Don’t Hate Me Because I’m … a Self-Promoter

images-1My agent has sold foreign rights to BEFORE I GO in six different countries so far. Every time a new sale comes in, I want to shout it from the rooftops, which in today’s modern times means: “Post it on Facebook to show the world (read: my ex-boyfriends) that I have come a long way from that drunk girl who used to order a sackful of Krystals at 4 a.m. and wake up sometime the next day with a half-eaten slider stuck to the side of my face.”
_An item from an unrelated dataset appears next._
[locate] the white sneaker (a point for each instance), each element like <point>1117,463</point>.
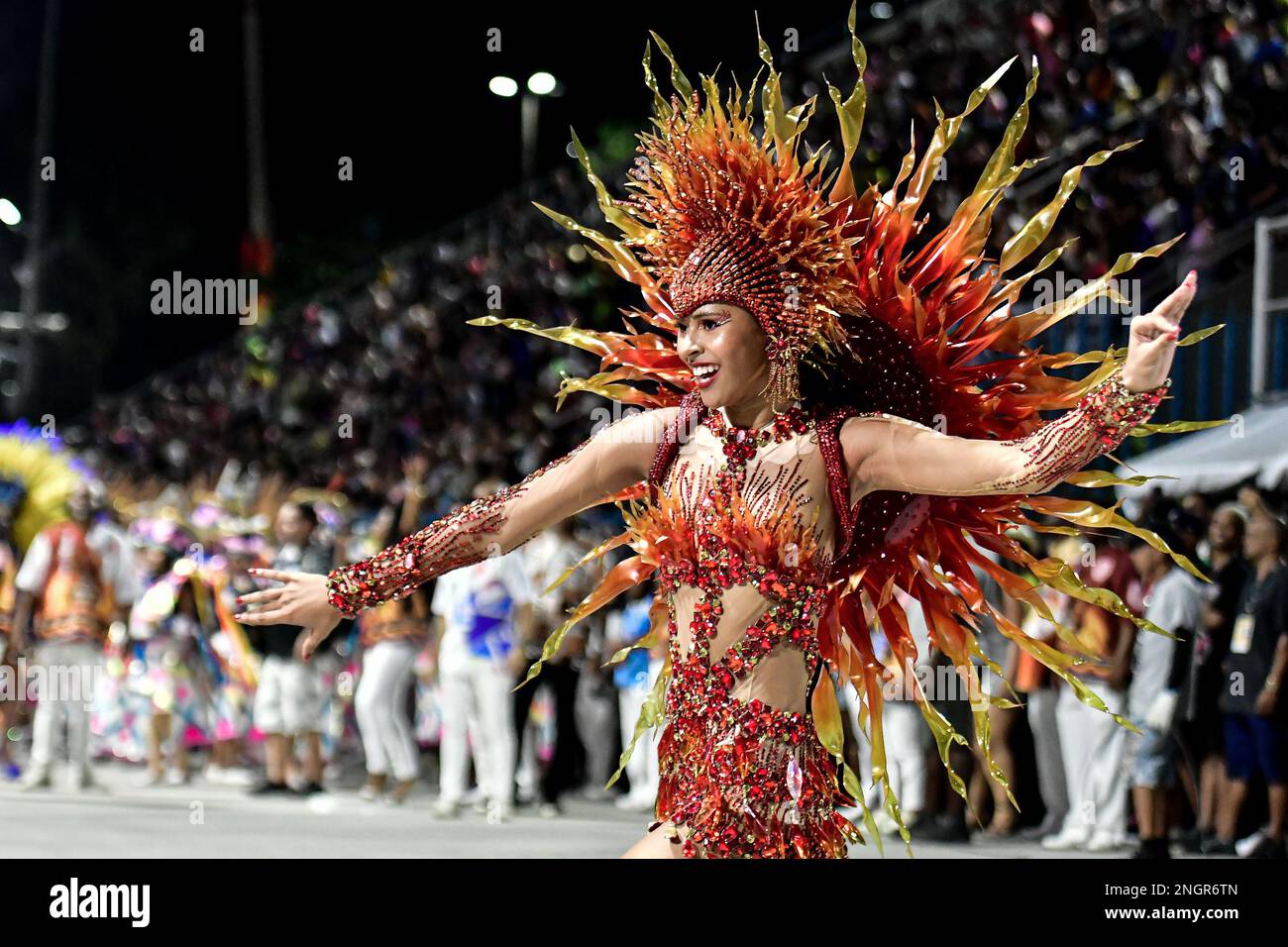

But, as much as I want to, I don’t post about my foreign rights sales. Why, you ask? I give you one name: Todd Manly-Krauss.

Manly-Krauss is the fictionalized author that’s the main character of the viral blog post Writers You Want to Punch in the Face(book). It’s a great article, hilariously examining the fine line between the necessarily evil of self-promotion and being an insufferable, arrogant tool.

But when I got to this fake FB post by Manly-Krauss, I cringed:

Bench pressed 120 this morning, graded 15 amazing student essays, and came home to an email from my agent: we’ve sold foreign rights to TZP in Estonia! Yessss!

Ugh. Just, UGH. I do not want to be Todd Manly-Krauss, therefore I will not be mentioning Estonia or any other countries that we’ve sold foreign rights to on FB or Twitter (though I may or may not let it slip to a few people who I know still keep in touch with my ex-boyfriends. Obvs.).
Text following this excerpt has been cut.